Why Johnny Can't Jump-Start

One of our favorite blogs is "Getting to Green" at Inside Higher Ed, written by an anonymous person who we believe is a SCUP member and who goes by the pseudonym "G. Rendell." He has assured us, BTW, that he will be joining us at SCUP–44 in Portland, July 18–22 this summer. In this post, he finds an engineering grad he wouldn't trust to jump-start his car and writes about the relationship between that and how higher education helped us get into the sustainability mess we're in, in the first place:
He’ll be graduating with a BS in engineering from a respected school, and he was confused when a household light bulb (120 volts, 60 watts) didn’t seem to be lighting up from a flow of 12-volt current. In a nutshell, this guy might be an engineer with (soon) an honors diploma, but I wouldn’t trust him to jump-start my car.

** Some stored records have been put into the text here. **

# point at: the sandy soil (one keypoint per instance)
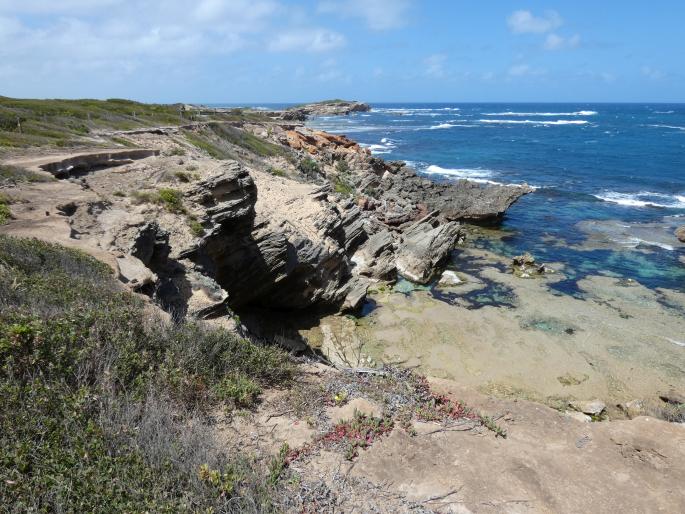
(515, 337)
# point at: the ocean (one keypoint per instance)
(609, 178)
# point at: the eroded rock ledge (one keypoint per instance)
(297, 219)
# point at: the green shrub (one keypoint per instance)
(102, 406)
(201, 141)
(246, 140)
(14, 174)
(238, 389)
(172, 199)
(309, 167)
(196, 227)
(5, 214)
(342, 167)
(182, 176)
(277, 172)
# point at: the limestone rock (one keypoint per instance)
(228, 196)
(578, 416)
(673, 397)
(134, 273)
(633, 408)
(592, 408)
(151, 245)
(426, 244)
(376, 258)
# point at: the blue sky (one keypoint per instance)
(375, 50)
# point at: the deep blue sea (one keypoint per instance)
(610, 178)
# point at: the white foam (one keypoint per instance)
(386, 146)
(674, 127)
(458, 172)
(536, 122)
(510, 113)
(644, 199)
(441, 126)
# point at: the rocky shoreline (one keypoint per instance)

This student might be an extreme case, but in some ways I think his story exemplifies why college and university graduates have created a world (society, economy) with a sustainability crisis, and why colleges and (especially) universities are having a hard time making the cultural change necessary to make that crisis go away. We don’t do a good job of connecting subject matter to real world problems/applications. We don’t even do a good job of connecting it to closely related subject matter (like other engineering specialties).